I remember the first time I encountered a rundown of Ben Franklin’s day. I was in college, and I thought he was insane. I could probably go to bed by 10 if I had to, but get up at 4? On purpose? Who does that?
I recently revisited his schedule when I stumbled across this article about it, and realized with a start that it’s actually really laid back. A schedule I’d enjoy following. Easing into the day. Taking two hours for lunch — reading, not working. Dedicating two small but energetic windows of time to the day’s work. I hope to someday be able to scale back to this model.
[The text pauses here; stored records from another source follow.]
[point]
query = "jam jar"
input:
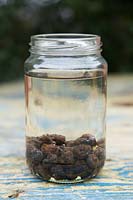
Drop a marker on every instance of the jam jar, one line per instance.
(65, 92)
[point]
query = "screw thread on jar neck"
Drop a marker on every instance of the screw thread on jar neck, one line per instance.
(65, 44)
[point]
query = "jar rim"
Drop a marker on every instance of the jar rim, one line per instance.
(65, 44)
(65, 36)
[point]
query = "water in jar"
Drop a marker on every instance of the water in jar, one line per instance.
(65, 113)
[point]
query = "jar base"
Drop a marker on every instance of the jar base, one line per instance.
(66, 181)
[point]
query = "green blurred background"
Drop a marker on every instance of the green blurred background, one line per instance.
(19, 19)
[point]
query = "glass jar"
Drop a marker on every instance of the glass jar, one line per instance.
(65, 86)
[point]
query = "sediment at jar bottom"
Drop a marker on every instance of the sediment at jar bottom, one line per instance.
(51, 156)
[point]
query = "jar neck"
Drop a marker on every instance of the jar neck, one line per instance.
(65, 44)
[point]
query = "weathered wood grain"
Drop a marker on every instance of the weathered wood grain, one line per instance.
(116, 178)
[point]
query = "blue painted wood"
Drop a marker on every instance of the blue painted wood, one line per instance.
(114, 182)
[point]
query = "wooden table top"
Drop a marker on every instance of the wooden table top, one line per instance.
(115, 180)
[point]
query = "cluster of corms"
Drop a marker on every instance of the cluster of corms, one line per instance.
(51, 156)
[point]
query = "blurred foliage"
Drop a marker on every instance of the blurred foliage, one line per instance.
(19, 19)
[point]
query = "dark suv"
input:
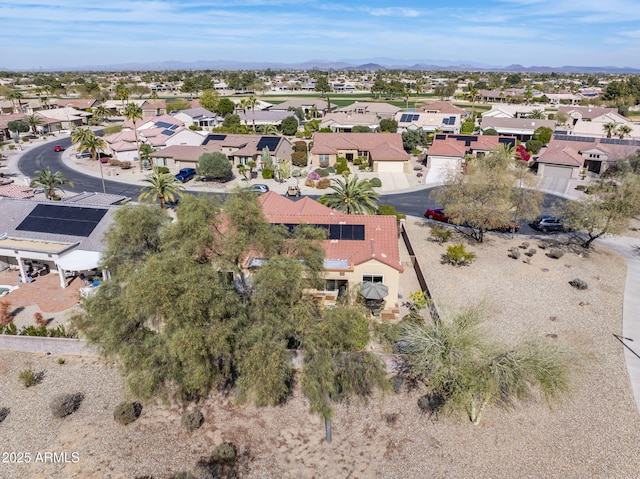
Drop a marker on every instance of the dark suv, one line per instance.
(185, 174)
(547, 223)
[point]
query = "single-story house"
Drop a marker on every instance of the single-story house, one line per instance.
(383, 151)
(358, 248)
(52, 236)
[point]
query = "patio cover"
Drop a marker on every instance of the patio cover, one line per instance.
(79, 260)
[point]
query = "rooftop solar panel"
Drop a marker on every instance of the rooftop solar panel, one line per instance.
(62, 220)
(270, 142)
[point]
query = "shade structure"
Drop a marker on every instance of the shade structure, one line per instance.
(374, 290)
(79, 260)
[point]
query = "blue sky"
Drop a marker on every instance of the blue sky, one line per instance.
(71, 33)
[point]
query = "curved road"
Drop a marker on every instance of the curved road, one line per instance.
(413, 203)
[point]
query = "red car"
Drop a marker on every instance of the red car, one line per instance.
(437, 214)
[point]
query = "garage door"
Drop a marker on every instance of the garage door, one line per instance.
(390, 166)
(554, 171)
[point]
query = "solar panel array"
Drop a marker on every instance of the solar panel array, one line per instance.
(409, 117)
(620, 141)
(62, 220)
(270, 142)
(574, 138)
(336, 232)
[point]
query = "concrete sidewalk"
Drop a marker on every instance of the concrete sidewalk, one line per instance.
(629, 249)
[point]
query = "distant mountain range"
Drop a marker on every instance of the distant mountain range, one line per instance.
(372, 64)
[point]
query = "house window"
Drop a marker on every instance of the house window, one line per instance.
(323, 160)
(372, 278)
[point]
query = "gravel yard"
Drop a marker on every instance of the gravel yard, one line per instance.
(593, 435)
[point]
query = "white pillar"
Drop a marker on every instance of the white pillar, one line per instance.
(63, 279)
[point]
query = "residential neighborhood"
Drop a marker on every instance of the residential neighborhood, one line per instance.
(267, 259)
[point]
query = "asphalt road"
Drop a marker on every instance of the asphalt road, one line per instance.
(413, 203)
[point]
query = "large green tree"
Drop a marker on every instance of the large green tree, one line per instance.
(50, 181)
(352, 196)
(462, 370)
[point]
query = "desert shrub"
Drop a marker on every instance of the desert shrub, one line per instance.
(440, 234)
(397, 382)
(323, 184)
(299, 159)
(225, 453)
(555, 253)
(65, 404)
(431, 403)
(457, 255)
(579, 283)
(30, 378)
(192, 420)
(127, 412)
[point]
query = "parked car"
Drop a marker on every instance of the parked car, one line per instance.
(437, 214)
(547, 223)
(293, 191)
(186, 174)
(259, 188)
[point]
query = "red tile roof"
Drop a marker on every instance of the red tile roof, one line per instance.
(381, 232)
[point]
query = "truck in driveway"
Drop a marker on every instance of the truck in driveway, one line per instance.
(185, 174)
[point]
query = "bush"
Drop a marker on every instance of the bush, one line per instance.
(579, 283)
(441, 234)
(299, 159)
(555, 253)
(323, 184)
(192, 421)
(30, 378)
(127, 412)
(457, 255)
(65, 404)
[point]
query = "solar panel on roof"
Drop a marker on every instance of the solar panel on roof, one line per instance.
(271, 142)
(62, 220)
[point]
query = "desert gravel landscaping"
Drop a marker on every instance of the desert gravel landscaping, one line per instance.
(594, 434)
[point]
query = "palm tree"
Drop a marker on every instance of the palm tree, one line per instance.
(623, 130)
(101, 111)
(462, 370)
(94, 145)
(162, 186)
(609, 128)
(34, 122)
(352, 196)
(133, 112)
(50, 182)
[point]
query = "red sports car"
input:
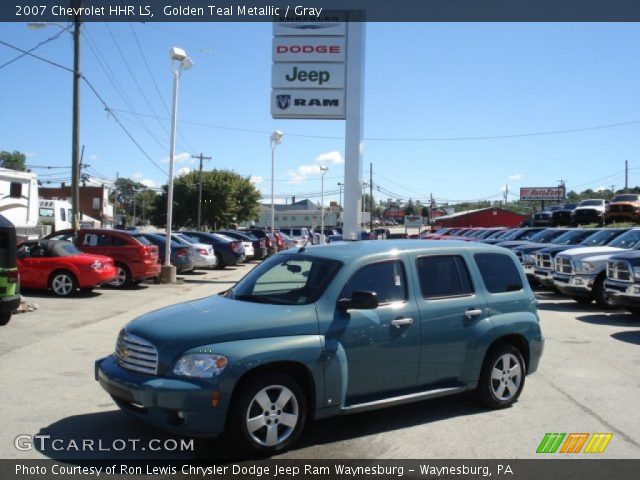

It made me think, though. I used to be such a night owl. Part of what appealed to me about editing was the ability to do the work any time, anywhere. I envisioned myself sleeping til late morning, then working in the afternoon and evening and having my nights to myself. Until I had a child that woke at 5 a.m. without fail. Now she sleeps in (til 7 or so — she’s still an early riser), and I get up at 4:30. I can count on one hand the nights in the past two years I stayed up past 10 p.m. The times, they changed.
What was so great about being up all night? You can’t do anything. Nothing’s open, no one’s awake, and you have to be quiet so you don’t wake them. Then I realized that was the point. Nighttime was my own, to spend as I wished. I couldn’t cook or clean or do anything productive without disturbing housemates and neighbors. I didn’t have to share my time with anyone. I could read, play games, binge-watch a show only I like, maybe work on a creative project. Nothing productive, though. There are no to-do lists at 2 a.m.
An hour of free time is a luxury these days, so I can’t even wrap my mind around having that kind of freedom. But I now understand why I don’t mind getting up before dawn. Sure, I’m working, but the setup remains the same: hours of cool, quiet solitude, in which I can take things at my own speed. It’s such a welcome contrast to the rest of my day.